The individual consultant can decide what information is necessary and obtain it firsthand. Interviews with patients, families, and health professionals can be scheduled flexibly and conducted in private settings more conducive to diminishing apprehension, establishing trust, sharing information, and allowing the kind of give-and-take that is so important to exploring emotionally powerful and intensely personal issues. Further more, an individual diet ethics consultant is more visible and accountable than a committee (Agich and Youngner).
Forthese reasons, many ethics consultative groups and healthcare professionals have found the individual clinical ethics consultant more effective than the committee. Many ethics consultative groups have created a middle ground that involves small teams who serve as an extension of the ethics consultation group or ethics committee.
Some see an advantage to a relationship between the ethics consultant and an ethics consultative group or committee because the large group regularly can review the individual consultant’s activities.
This arrangement provides peer review and quality assurance for the consultant as well as education for the larger group or committee. The ethics consultant or consultation team can ask the entire group to become involved in particularly controversial or complex cases.
Baby Doe
Tuesday, January 5th, 2010In its 1976 Quinlan decision, the New Jersey Supreme Court tentatively suggested the use of ethics committees to assist persons who faced difficult end-of-life decisions. In the early 1980s, the federal “Baby Doe” regulations spurred hospitals to develop internal mechanisms for dealing with decision making for severely handicapped infants.
In 1983 the U.S. President’s Commission for the Study of Ethical Problems in Medicine and Biomedical and Behavioral Research endorsed the notion of shared decision making between patients and physicians. It suggested consultation with an ethics committee as a possible means for resolving disputes that arose in the clinical setting, but noted that the efficacy of such consultation had not been demonstrated (U.S. President’s Commission).

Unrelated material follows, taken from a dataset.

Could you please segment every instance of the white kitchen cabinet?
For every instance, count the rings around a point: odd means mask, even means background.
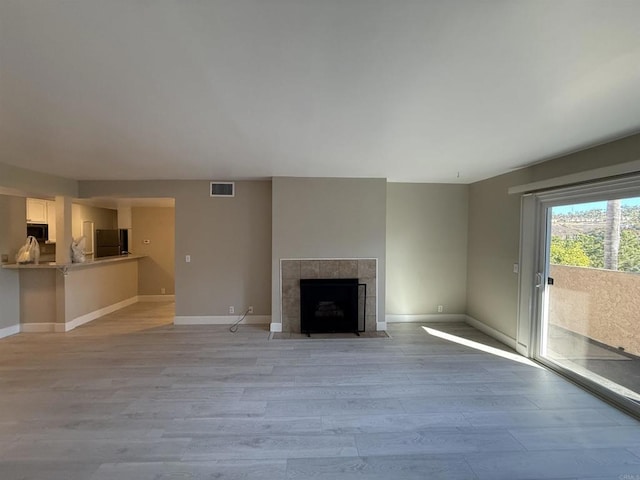
[[[49,243],[56,243],[56,202],[47,200],[47,224],[49,225]]]
[[[40,198],[27,198],[27,222],[47,223],[47,201]]]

In 1985 the National Institutes of Health and the University of California at San Francisco cosponsored a conference in Bethesda, Maryland, for persons designated by their institutions as ethics consultants. The conference was attended by fifty-three invitees, and fifty additional persons expressed interest in attending a future meeting of this group (Fletcher, 1986). By 1987 the Society for Bioethics Consultation was formed for the support and continuing education of clinical ethics consultants.
In 1992 the Joint Commission for the Accreditation of Health Care Organizations (JCAHO) published a requirement for healthcare institution accreditation that all healthcare institutions must have in place a mechanism for resolving disputes concerning end-of-life decisions.